No entretanto, o meu carro estava pronto. Uma hora
e tal depois dos meus cálculos, o que me atrasava completamente
as contas. Era o carro 31 que estava na garagem. Deram-me a chave,
despedi-me da R&M e desci.
Ok! Carro 31. Percorri a garagem e não encontrava
o 31. Até que lá dei com o 31. Encontrei-o! Um jipe?
Não pode ser... Um tipo viu-me e perguntou-me qual era o
número. "31" e ele respondeu-me que era aquele
mesmo. Um Kia Sportage. Um Jipe da treta, mas pode-se abusar das
4wd. Se em Portugal aquilo é considerado um SUV, ali era
considerado um carro económico, o escalão mais baixo
dos alugueres de carro. Que importava... Ia ser o meu carro durante
duas semanas e só esperava que aguentasse aquilo a que nos
propúnhamos a fazer.
O carro brilhava. Era da mesma cor, um creme, talvez
um bocado mais claro, do que meu jipe Galloper que estava em Portugal
e de quem já sentia a falta.
Entrei na auto estrada e comecei a ficar nervoso.
O carro era bem mais alto que o bólide, a sensação
de velocidade era menor, mas guinava muito mais e reagia de uma
maneira muito mais nervosa. Quando entrei na Golden Gate Bridge
tive que reduzir pois comecei a sentir o vento a bater no carro
e parecia que me queria fugir. Não me apetecia nada começar
as férias a ter que trocar de carro. Sem falar nos problemas
que daí podiam advir.
Quando cheguei a Corte Madera, a Cláudia já estava
preocupada. Quase duas horas depois do previsto estava finalmente
pronto para carregar o carro.
Ela ficou como eu ao ver o carro 31. Um jipe. Bem,
um carro com tracção às quatro e a preço
de mini. Só tinha um problema... Para já! Buzinava
cada vez que se trancavam as portas. Mas, buzinava alto...
Telefonei ao Hugo, para o avisar de que já não íamos
visita-los, depois de todos aqueles atrasos. Fiquei com pena! Queria
mesmo ir visitar a Catarina... Mas, pronto!
Conseguimos meter a tralha toda no jipe. Malas,
mochilas, sacos-cama, tenda, sacos, saquinhos e sacolas, uma geleira
relativamente grande, mas vazia, que o Singh nos emprestou sem
saber e tudo coberto por um saco-cama de forro polar, pois a mala
era descoberta.
E rumamos a sul.

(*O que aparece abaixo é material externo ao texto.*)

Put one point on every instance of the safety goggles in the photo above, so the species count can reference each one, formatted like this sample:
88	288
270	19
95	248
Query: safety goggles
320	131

Com destino a São José,
a casa do Mário e da Sá.
Mas, estava a ficar tarde para jantar naquela terra
de Deus, onde as coisas fecham à hora que nós portugueses
estamos habitados a começar a procurar sítio para
o fazer. Só nos restavam os MacDonalds e derivados, ou,
os tailandeses do costume.
Como íamos passar em Van Ness, porque nem
pensamos em apanhar a 280, decidimos passar por perto da casa da
RM&P e ver se arranjávamos estacionamento.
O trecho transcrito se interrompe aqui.